Tax reform the next big ticket item on Trump's legislative agenda
After failing to agree on a replacement to Obamacare, the GOP turns to taxes.
— -- The morning after President Donald Trump failed to deliver on his campaign promise to repeal and replace Obamacare, he reassured the country a new plan will be on the way.
“ObamaCare will explode and we will all get together and piece together a great healthcare plan for THE PEOPLE. Do not worry!” Trump tweeted.
Vice President Mike Pence issued a similar response during a speech in Charleston, West Virginia, a state where Trump was very popular in the 2016 election but that has a population that is heavily dependent on Medicaid for health care coverage.
"We will end the Obamacare nightmare and give the American people the world class healthcare they deserve," Pence said.
But after weeks of high pressure negotiations and closed door deals, where do Republicans go from here? Speaker of the House Paul Ryan listed off the big ticket items on the Republican agenda during a press conference on Friday afternoon.
"Now we're going to move on with the rest of our agenda because we have big ambitious plans to improve people's lives in this country," Ryan said. "We want to secure the border. We want to rebuild our military. We want to get the deficit under control. We want infrastructure and we want tax reform."
In the Oval Office on Friday, Trump told reporters passing tax reform is his first legislative goal.
"I would say that we will probably start going very, very strongly for the big tax cuts and tax reform.
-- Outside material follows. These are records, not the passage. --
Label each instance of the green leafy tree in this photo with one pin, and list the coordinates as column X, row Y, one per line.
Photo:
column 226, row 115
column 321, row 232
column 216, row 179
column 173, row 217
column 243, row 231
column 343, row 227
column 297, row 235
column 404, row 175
That will be next," he said.
At an event hosted by Axios, Treasury Secretary Steve Mnuchin said the administration thinks tax reform is possible by the August recess.
"We’re going to do tax reform as absolute," Mnuchin said. "We are reforming both personal and the corporate side."
But overhauling the nation's complicated tax code by the end of the year is an ambitious goal.
"I think it's a goal, and I think it's an ambitious one and I think it's one that we're going to try to stick to," White House press secretary Sean Spicer told reporters on Friday when asked about an August deadline. "But I think tax reform is something that the president is very committed to."